Ein Debattenbeitrag von Hakan Turan über den tödlichen Anschlag von Mannheim. Wie sollten wir Muslime uns zu dem Vorfall verhalten?
(iz). Meine persönliche Schmerzfrage Nr. 1 lautet im Moment: „Womit haben wir Muslime es verdient, dass die allerdümmsten Terroristen der Welt sich unserer Religion zugehörig fühlen?“ Ich weiß, die Frage ist extrem unpassend. Aber ich stelle sie mir nun mal. Abgesehen von aller generellen Abscheulichkeit von Terror wären folgende Stichworte zu nennen:
1) Es stehen unmittelbar Wahlen in Deutschland bevor.
2) Rechtspopulismus und Islamfeindlichkeit stehen hoch im Kurs und warten nach einer Phase des stagnierenden Aufstiegs auf den nächsten Push nach oben.
3) Deutschland trägt noch immer eine heftige Migrationsdebatte im Kontext der Flüchtlinge aus, zu denen auch afghanische gehören (der Attentäter war ein 25-jähriger Afghane).
4) Der Fokus der Aufmerksamkeit lag auch in Deutschland auf dem Leid der muslimischen Zivilisten in Rafah/Gaza, was die unverhältnismäßige Kriegsführung Netanyahus weltweit unter immensen Druck gebracht hat.
5) Michael Stürzenberger, das Ziel des Anschlags, wurde vom bayrischen Verfassungsschutz als islamfeindlicher Extremist bezeichnet. Jetzt ist sein Status in der gesamten Öffentlichkeit der eines Opfers eines islamistischen Extremisten mit Mordabsicht.
6) Die These von ihm und anderen war stets, dass der Islam aufgrund seines Potenzials zu religiös motivierter Gewalt bekämpft werden muss. Nun wurde er während einer solchen „Aufklärungsarbeit“ tatsächlich selbst zum Opfer (offensichtlich) religiös motivierter Gewalt eines Muslims. Wie aus dem Bilderbuch.
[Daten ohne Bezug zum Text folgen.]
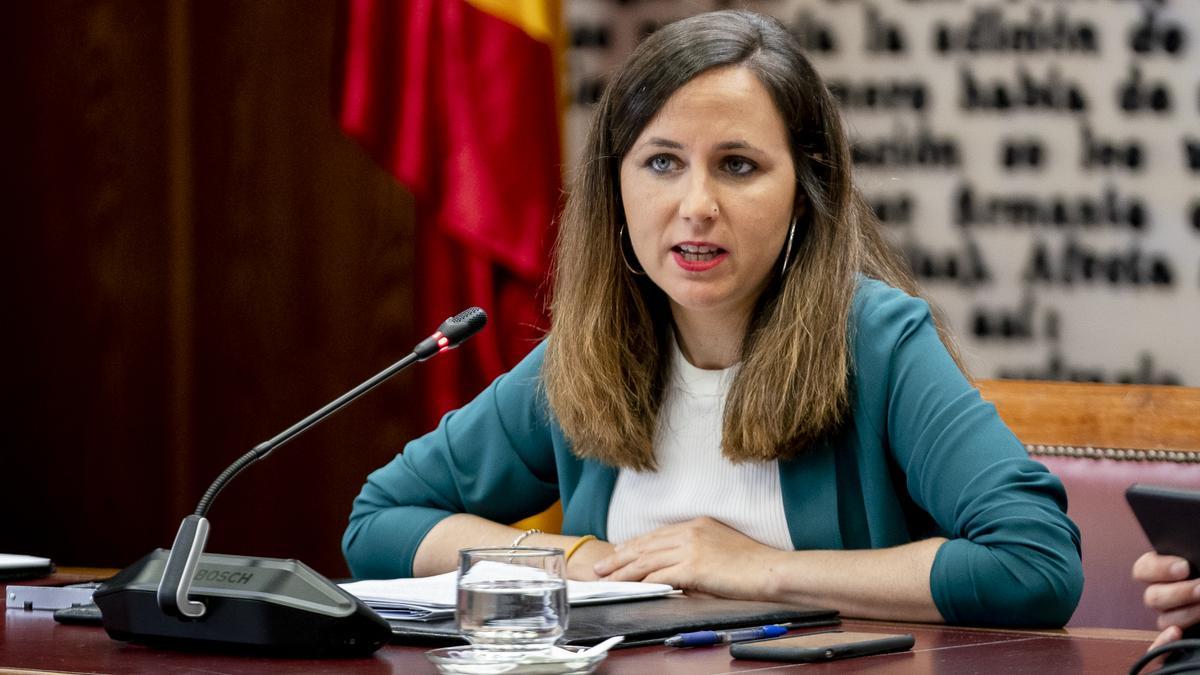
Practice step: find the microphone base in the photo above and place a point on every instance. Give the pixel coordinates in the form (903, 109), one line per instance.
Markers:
(268, 607)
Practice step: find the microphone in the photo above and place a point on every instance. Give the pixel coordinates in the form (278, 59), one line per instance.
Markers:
(186, 598)
(451, 333)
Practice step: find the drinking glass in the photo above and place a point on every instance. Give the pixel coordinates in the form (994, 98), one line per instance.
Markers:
(511, 598)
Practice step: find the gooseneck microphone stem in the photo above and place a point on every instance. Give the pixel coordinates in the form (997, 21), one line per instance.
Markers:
(264, 448)
(185, 553)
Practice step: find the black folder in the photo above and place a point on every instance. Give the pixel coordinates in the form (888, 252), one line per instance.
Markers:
(642, 622)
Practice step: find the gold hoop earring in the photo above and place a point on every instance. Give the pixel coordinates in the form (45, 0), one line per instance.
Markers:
(624, 257)
(787, 250)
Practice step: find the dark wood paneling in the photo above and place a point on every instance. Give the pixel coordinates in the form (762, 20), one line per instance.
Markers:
(165, 328)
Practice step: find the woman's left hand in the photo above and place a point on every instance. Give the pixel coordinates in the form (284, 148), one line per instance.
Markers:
(699, 555)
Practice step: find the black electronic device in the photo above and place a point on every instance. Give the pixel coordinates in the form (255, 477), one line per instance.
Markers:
(185, 598)
(822, 646)
(1170, 518)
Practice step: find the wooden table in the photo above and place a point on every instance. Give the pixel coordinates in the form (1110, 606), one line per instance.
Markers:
(34, 640)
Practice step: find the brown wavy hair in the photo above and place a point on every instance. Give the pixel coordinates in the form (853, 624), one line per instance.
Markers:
(607, 352)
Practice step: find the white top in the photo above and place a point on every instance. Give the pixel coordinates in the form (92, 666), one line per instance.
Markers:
(694, 478)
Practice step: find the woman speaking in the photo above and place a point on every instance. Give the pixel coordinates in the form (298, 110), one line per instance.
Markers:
(742, 392)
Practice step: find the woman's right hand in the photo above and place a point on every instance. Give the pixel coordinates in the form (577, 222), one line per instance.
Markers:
(1170, 592)
(581, 566)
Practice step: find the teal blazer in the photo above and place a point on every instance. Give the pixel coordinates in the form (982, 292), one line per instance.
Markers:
(922, 455)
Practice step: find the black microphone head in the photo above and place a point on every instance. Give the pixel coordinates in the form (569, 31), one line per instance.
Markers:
(462, 326)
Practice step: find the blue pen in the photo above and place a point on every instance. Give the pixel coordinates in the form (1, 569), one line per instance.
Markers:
(705, 638)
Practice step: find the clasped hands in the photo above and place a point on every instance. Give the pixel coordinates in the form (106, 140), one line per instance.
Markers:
(702, 556)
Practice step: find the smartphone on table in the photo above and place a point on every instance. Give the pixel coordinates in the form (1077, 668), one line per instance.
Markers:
(822, 646)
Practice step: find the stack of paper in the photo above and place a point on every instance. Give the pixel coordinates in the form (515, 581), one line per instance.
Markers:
(430, 598)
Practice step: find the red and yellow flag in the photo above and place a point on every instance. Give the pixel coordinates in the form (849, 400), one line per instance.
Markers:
(461, 101)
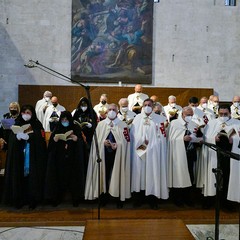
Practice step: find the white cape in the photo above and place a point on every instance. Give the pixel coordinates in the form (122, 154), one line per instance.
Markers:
(149, 172)
(119, 185)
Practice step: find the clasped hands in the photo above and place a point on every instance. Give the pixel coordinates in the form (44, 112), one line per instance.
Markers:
(108, 143)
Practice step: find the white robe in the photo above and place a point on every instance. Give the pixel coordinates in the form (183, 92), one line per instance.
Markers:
(135, 98)
(168, 108)
(149, 172)
(59, 108)
(206, 179)
(40, 105)
(178, 174)
(119, 185)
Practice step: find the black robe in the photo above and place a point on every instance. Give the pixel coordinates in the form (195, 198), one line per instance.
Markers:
(65, 167)
(19, 189)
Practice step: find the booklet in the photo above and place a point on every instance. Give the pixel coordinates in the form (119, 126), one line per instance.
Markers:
(141, 150)
(7, 123)
(64, 136)
(27, 128)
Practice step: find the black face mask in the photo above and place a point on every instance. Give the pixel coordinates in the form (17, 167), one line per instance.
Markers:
(13, 112)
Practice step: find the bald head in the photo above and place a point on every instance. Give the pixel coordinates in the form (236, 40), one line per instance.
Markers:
(138, 88)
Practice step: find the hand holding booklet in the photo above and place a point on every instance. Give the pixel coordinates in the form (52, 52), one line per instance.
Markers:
(27, 128)
(64, 136)
(7, 123)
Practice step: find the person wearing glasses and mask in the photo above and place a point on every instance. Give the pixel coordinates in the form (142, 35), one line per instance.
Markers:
(66, 162)
(224, 133)
(148, 155)
(114, 150)
(26, 161)
(183, 139)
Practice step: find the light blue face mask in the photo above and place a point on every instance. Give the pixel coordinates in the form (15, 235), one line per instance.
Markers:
(65, 124)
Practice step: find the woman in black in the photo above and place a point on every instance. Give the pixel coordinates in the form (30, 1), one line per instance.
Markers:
(26, 162)
(65, 167)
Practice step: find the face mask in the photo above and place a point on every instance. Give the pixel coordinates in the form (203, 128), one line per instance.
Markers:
(13, 112)
(65, 124)
(204, 105)
(26, 117)
(188, 118)
(112, 115)
(236, 104)
(147, 110)
(84, 109)
(223, 119)
(124, 109)
(215, 104)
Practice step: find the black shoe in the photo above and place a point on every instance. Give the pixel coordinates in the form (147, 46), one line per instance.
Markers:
(119, 205)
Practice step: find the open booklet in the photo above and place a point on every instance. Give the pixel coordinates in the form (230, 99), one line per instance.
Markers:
(64, 136)
(27, 128)
(228, 133)
(7, 123)
(141, 150)
(80, 124)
7) Islamische Organisation in Deutschland sind – bis auf das hervorragende Engagement einzelner Personen – im professionellen Management des Themas „islamistischer Extremismus“ völlig überfordert. Sie erkennen nicht, dass sie innerhalb ihrer Gemeinden – auf das Risiko hin sich unbeliebt zu machen, Themen auf die Tagesordnung setzen müssen, die auf den ersten Blick nichts mit diesen zu tun haben – das Thema problematisieren und freiwillig(!) eine Mitverantwortung in religiöser Theorie und Praxis für die Bekämpfung des Extremismus übernehmen sollten. Es reicht nicht, nur das Thema antimuslimischer Rassismus zu benennen und ihn zu bekämpfen. Es ist eine Vergeudung der Möglichkeiten einer muslimischen Gemeinde, sich mit engagierten Stellungnahmen und symbolischen Gesten zufrieden zu geben. Denn dies können auch Einzelpersonen leisten. Kollektive Strukturen können mehr und sollten dies auch tun.
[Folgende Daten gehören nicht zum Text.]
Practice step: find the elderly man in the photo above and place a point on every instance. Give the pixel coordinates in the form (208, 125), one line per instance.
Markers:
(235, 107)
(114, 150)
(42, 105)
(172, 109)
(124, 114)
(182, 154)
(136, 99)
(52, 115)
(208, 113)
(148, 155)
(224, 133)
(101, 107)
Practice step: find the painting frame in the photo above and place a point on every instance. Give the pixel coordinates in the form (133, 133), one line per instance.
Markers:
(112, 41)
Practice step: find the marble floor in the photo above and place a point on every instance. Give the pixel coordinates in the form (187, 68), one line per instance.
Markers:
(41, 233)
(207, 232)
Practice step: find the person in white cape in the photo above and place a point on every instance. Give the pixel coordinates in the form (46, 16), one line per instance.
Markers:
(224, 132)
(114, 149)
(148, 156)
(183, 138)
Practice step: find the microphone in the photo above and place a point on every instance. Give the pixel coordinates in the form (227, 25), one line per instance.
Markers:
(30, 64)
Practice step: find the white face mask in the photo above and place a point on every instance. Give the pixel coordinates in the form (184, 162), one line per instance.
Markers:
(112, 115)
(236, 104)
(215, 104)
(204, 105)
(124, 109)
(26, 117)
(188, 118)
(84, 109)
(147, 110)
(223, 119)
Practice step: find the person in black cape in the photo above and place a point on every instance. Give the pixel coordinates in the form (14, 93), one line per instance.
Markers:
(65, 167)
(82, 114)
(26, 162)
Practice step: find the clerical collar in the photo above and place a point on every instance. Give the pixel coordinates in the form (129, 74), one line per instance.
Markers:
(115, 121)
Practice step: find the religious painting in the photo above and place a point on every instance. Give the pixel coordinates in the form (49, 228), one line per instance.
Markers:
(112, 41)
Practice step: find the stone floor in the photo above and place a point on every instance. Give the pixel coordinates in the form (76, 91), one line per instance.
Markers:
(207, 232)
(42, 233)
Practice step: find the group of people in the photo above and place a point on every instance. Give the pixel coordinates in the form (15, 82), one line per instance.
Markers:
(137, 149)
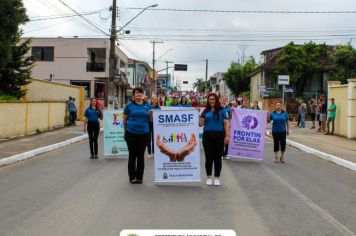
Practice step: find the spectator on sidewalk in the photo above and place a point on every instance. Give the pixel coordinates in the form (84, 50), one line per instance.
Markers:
(302, 111)
(280, 130)
(299, 116)
(255, 106)
(331, 117)
(92, 124)
(323, 113)
(313, 105)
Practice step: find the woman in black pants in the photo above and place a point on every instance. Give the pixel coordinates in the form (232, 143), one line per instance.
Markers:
(150, 144)
(215, 135)
(136, 125)
(91, 124)
(280, 130)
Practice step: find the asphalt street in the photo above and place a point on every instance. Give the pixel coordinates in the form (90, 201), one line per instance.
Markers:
(65, 193)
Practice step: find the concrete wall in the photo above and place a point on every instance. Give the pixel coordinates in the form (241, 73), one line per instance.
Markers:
(23, 118)
(40, 90)
(345, 100)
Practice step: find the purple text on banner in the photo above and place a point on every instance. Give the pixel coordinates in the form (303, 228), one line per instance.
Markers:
(247, 134)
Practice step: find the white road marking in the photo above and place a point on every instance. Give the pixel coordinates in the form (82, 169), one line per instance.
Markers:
(342, 228)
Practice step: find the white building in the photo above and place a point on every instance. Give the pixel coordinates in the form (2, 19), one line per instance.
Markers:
(80, 61)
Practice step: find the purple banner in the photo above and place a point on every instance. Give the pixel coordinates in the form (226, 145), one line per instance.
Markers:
(247, 133)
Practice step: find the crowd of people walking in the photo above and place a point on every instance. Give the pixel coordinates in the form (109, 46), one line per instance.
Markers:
(215, 120)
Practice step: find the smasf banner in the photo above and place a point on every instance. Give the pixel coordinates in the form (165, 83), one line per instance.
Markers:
(247, 134)
(177, 151)
(114, 142)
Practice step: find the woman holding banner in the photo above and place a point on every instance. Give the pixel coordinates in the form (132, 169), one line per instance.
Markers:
(216, 134)
(92, 124)
(136, 125)
(280, 130)
(150, 144)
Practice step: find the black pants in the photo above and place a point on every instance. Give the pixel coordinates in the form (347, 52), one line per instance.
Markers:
(93, 129)
(226, 148)
(279, 141)
(150, 143)
(213, 143)
(136, 144)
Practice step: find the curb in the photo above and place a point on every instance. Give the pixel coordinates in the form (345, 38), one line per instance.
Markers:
(337, 160)
(30, 154)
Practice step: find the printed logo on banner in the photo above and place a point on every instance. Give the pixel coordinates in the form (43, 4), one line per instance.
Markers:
(116, 121)
(249, 122)
(175, 138)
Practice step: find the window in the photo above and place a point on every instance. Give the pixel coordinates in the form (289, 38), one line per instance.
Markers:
(99, 89)
(96, 59)
(85, 84)
(43, 53)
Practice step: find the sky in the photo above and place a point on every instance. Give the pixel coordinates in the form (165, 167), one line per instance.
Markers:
(191, 37)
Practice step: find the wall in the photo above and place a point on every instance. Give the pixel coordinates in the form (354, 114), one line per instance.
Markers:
(23, 118)
(40, 90)
(345, 100)
(340, 95)
(255, 87)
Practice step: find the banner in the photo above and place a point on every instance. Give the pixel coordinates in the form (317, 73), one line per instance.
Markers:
(247, 133)
(177, 149)
(114, 142)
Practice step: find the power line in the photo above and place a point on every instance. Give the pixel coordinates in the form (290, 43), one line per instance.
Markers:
(92, 24)
(40, 18)
(244, 11)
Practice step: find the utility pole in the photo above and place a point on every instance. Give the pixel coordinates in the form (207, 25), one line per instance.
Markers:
(110, 87)
(206, 70)
(167, 62)
(153, 66)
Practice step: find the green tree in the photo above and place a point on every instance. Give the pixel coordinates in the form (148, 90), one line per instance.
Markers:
(201, 85)
(344, 63)
(302, 62)
(15, 68)
(237, 78)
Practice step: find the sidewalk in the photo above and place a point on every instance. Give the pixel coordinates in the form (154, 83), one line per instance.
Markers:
(23, 144)
(331, 144)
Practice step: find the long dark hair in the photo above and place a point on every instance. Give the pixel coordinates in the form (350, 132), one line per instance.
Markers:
(186, 100)
(96, 105)
(217, 106)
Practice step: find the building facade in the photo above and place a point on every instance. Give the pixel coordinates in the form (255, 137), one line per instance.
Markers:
(82, 62)
(263, 81)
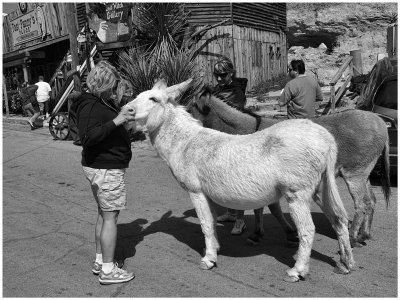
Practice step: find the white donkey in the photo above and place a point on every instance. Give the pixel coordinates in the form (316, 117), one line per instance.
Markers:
(289, 159)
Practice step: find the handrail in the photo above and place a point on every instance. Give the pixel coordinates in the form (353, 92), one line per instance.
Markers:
(339, 73)
(335, 96)
(70, 87)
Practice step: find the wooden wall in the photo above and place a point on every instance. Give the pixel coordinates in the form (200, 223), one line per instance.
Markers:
(257, 54)
(56, 21)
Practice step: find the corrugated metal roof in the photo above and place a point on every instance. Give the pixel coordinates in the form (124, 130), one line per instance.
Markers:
(264, 16)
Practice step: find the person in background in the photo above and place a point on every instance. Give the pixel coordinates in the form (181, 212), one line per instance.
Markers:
(105, 156)
(29, 102)
(43, 96)
(301, 93)
(232, 90)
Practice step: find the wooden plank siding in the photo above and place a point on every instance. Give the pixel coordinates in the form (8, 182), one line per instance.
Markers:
(263, 16)
(253, 51)
(255, 40)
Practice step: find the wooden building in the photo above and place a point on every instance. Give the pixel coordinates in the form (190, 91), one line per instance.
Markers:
(35, 40)
(255, 38)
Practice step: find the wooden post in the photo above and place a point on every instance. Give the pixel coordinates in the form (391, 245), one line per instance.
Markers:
(73, 33)
(332, 98)
(6, 97)
(357, 62)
Mannheim oder die Frage nach dem Teror
Zurück zu meiner Frage nach dem Terror: Die Hamas-Führung hatte durch eine gezielte Provokation am 7.10.2023 Israel völkerrechtlich einen Anlass zu einem mittlerweile völlig eskalierten und ungerechten Krieg gegeben. Dessen Hauptleidtragende sind die Palästinenser in Gaza. Das alles war für die Hamas bis ins Detail vorhersehbar.
Ich sagte ja: dümmste Terroristen der Welt. Zu diesem Urteil gehören natürlich, ja zuvörderst auch die Hamas. Neben der Regierung Netanyahu trägt sie die volle Mitverantwortung für das, was danach geschehen ist und geschieht. Machen wir Halt: Vielleicht ist das ja gar nicht Dummheit. Also das Auslösen von Lawinen durch islamistische Terroristen, in dessen Folge zehntausende oder auch Millionen von Muslimen auf die eine oder andere Weise zu leiden haben, wie nie zuvor.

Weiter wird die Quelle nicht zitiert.